HPC and Big Data: DAOS Storage Changing the Future
Within big data and HPC clusters, compute nodes are tightly connected to storage tiers and data scientists commonly deal with a variety of cold, warm, and hot data types. The future of storage configurations will depend on a hybrid approach where DAOS is attached to file systems that also use cost-optimized SATA drives. Academic and government labs are already seeing results with high compute utilization in HPC clusters that are driving fast discovery.
For example, Washington University’s radiology research center deployed a software-defined storage system enabled by DAOS to accommodate up to 13 petabytes of storage at a USD 1,500 reduced cost per storage node.3 Commercial HPC deployments show a lot of potential as well, especially in the energy and healthcare sectors that depend on HPC AI, analytics, and simulation workloads. In the IO-500 benchmark, a ranking of the world’s fastest storage systems, half of the top 10 positions are currently held by DAOS configurations.4
DAOS Storage for Exascale Performance
DAOS is the file system of choice for the Argonne National Lab (ANL) Aurora supercomputer, the first planned HPC system targeting exascale compute performance, with up to 230 petabytes of DAOS-enabled storage at > 25 TB/s read/write bandwidth. ANL and the Texas Advanced Computing Center (TACC), another Intel partner with DAOS-enabled HPC, were also both ranked in the top five on the IO-500 list as of September 2020. These successes have also spurred interest from CSPs like Google Cloud Platform, who is now looking to integrate DAOS into its cloud storage services.
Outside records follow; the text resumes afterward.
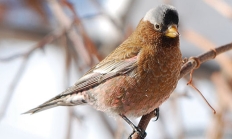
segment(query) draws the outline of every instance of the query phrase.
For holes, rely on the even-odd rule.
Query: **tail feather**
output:
[[[44,110],[47,110],[47,109],[50,109],[50,108],[53,108],[53,107],[56,107],[58,106],[57,103],[50,103],[50,104],[46,104],[46,105],[40,105],[34,109],[31,109],[27,112],[24,112],[22,114],[34,114],[34,113],[38,113],[38,112],[41,112],[41,111],[44,111]]]
[[[39,105],[38,107],[36,108],[33,108],[29,111],[26,111],[22,114],[34,114],[34,113],[38,113],[38,112],[41,112],[41,111],[44,111],[44,110],[47,110],[47,109],[50,109],[50,108],[53,108],[53,107],[57,107],[59,106],[58,103],[62,101],[62,98],[60,95],[44,102],[43,104]]]
[[[24,112],[22,114],[29,114],[29,113],[34,114],[57,106],[74,106],[74,105],[81,105],[84,103],[87,102],[84,98],[84,95],[81,93],[77,93],[73,95],[58,95],[44,102],[38,107],[31,109],[27,112]]]

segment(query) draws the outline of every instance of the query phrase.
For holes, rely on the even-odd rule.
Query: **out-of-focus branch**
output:
[[[64,13],[62,7],[57,0],[49,0],[48,6],[50,6],[51,11],[53,12],[54,16],[62,27],[69,28],[73,24],[73,21]],[[74,44],[77,52],[80,54],[80,58],[82,59],[82,61],[84,61],[88,65],[91,65],[91,56],[85,49],[81,36],[77,34],[74,29],[71,29],[68,33],[68,38]]]
[[[232,19],[232,7],[224,0],[204,0],[208,5],[221,13],[226,18]]]
[[[0,61],[2,62],[8,62],[11,60],[14,60],[16,58],[20,58],[20,57],[24,57],[24,58],[28,58],[31,54],[33,54],[33,52],[35,50],[37,50],[38,48],[43,48],[46,44],[51,43],[52,41],[54,41],[55,39],[59,38],[60,36],[62,36],[65,33],[64,30],[59,30],[57,32],[53,32],[47,36],[45,36],[41,41],[39,41],[34,47],[32,47],[29,51],[25,52],[25,53],[19,53],[19,54],[15,54],[6,58],[0,58]]]
[[[90,54],[95,55],[97,57],[98,61],[101,61],[102,57],[98,54],[95,44],[93,43],[93,41],[87,35],[87,32],[86,32],[85,27],[84,27],[84,25],[82,23],[82,20],[79,18],[78,13],[74,9],[73,5],[70,2],[68,2],[67,0],[61,0],[61,3],[63,5],[66,5],[70,9],[70,11],[73,13],[73,15],[74,15],[74,23],[77,26],[79,26],[81,36],[83,37],[84,45],[87,47],[88,52]]]
[[[216,48],[216,44],[197,33],[194,30],[186,29],[183,32],[183,37],[187,39],[189,42],[199,47],[202,50],[209,50]],[[230,58],[226,54],[222,54],[215,59],[218,64],[223,68],[223,70],[227,73],[228,77],[232,78],[232,64]]]
[[[14,78],[14,80],[12,81],[9,90],[7,92],[6,98],[4,99],[3,104],[1,105],[0,108],[0,120],[1,118],[5,115],[6,110],[10,104],[11,98],[13,96],[14,93],[14,89],[17,86],[18,82],[20,81],[25,67],[27,66],[27,61],[29,60],[30,56],[35,52],[35,50],[37,50],[38,48],[42,49],[44,46],[46,46],[46,44],[51,43],[52,41],[54,41],[55,39],[59,38],[60,36],[62,36],[64,34],[63,30],[60,30],[58,32],[55,33],[51,33],[49,35],[47,35],[46,37],[44,37],[41,41],[39,41],[34,47],[32,47],[29,51],[25,52],[25,53],[20,53],[20,54],[16,54],[16,55],[12,55],[9,56],[7,58],[1,58],[0,61],[6,62],[6,61],[10,61],[10,60],[14,60],[16,58],[19,57],[23,57],[23,62],[21,63],[21,66]]]
[[[179,79],[190,73],[192,70],[198,68],[203,62],[206,62],[208,60],[214,59],[217,55],[224,53],[226,51],[229,51],[232,49],[232,43],[220,46],[218,48],[215,48],[214,50],[208,51],[202,55],[199,55],[197,57],[190,58],[182,67],[180,71]],[[151,118],[154,117],[154,111],[150,112],[147,115],[142,116],[138,127],[146,130],[148,123],[150,122]],[[137,135],[137,133],[134,133],[132,135],[132,139],[141,139],[140,136]]]

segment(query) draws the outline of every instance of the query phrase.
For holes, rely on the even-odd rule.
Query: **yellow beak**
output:
[[[179,32],[176,25],[171,25],[168,27],[168,29],[165,31],[165,36],[170,38],[175,38],[179,36]]]

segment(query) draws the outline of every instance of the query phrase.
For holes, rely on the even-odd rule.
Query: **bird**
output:
[[[150,9],[134,32],[74,85],[24,114],[89,104],[122,117],[144,138],[145,131],[128,117],[158,112],[176,88],[182,65],[178,23],[175,7],[159,5]]]

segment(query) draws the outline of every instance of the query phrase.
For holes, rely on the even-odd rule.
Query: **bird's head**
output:
[[[146,13],[142,21],[148,21],[154,31],[161,33],[163,36],[168,38],[176,38],[179,36],[179,17],[177,10],[173,6],[161,5],[151,9]]]

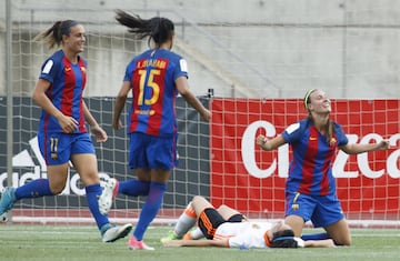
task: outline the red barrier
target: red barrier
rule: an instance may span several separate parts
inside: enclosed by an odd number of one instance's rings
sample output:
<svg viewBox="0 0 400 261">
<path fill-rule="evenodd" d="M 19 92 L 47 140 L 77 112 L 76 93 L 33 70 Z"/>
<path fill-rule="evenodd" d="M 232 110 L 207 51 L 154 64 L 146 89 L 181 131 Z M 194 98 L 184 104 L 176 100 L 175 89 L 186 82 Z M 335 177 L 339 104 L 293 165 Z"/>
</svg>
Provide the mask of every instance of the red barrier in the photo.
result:
<svg viewBox="0 0 400 261">
<path fill-rule="evenodd" d="M 348 155 L 338 152 L 333 167 L 344 212 L 371 218 L 400 217 L 400 100 L 332 100 L 331 119 L 351 143 L 389 139 L 388 151 Z M 212 203 L 243 212 L 284 209 L 284 181 L 291 150 L 262 151 L 259 133 L 274 137 L 307 117 L 297 99 L 217 99 L 211 102 Z M 360 217 L 361 217 L 360 215 Z"/>
</svg>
Low Read Latencies, Even in Presence of Write Pressure
Even for cost-optimized media that’s qualified for read-intensive workloads, DAOS can have a positive impact. When tested with Intel® QLC 3D NAND SSDs in place of NVMe SSDs, a DAOS configuration was able to achieve read tail latencies of five nines (P99.999) between 200 and 300 μs, meaning that 99.999 percent of all requests were delivered in under 300 μs.2 In the presence of write pressure as high as 2,500 MB/s, the same test showed that DAOS could maintain file system SLAs to achieve five nines in less than 5 ms.2
Intel® Xeon® Scalable Processors and DAOS Performance
Processor performance in a storage node will positively impact DAOS performance. Generational improvements in the number of memory channels, bandwidth per channel, as well as PCIe speed (PCIe 4 vs. PCIe 3) offer a significant boost to DAOS. In an IOR benchmark test, a configuration with 3rd Gen Intel® Xeon® Scalable processors and Intel® Optane™ persistent memory 200 series achieved a 58 percent increase in write performance compared to previous-generation CPUs and persistent memory.5 It’s expected that PCIe Gen 5 in future processor generations will bring even higher performance levels to DAOS.
DAOS Conclusion: A New Path for Fast Storage I/O
DAOS offers a new path to achieve excellent storage I/O that matches pace with growing compute performance and powers the most-demanding use cases while providing storage I/O headroom in everything else. Applications for AI, analytics, HPC, and even cloud computing can benefit from DAOS based on Intel® Optane™ persistent memory.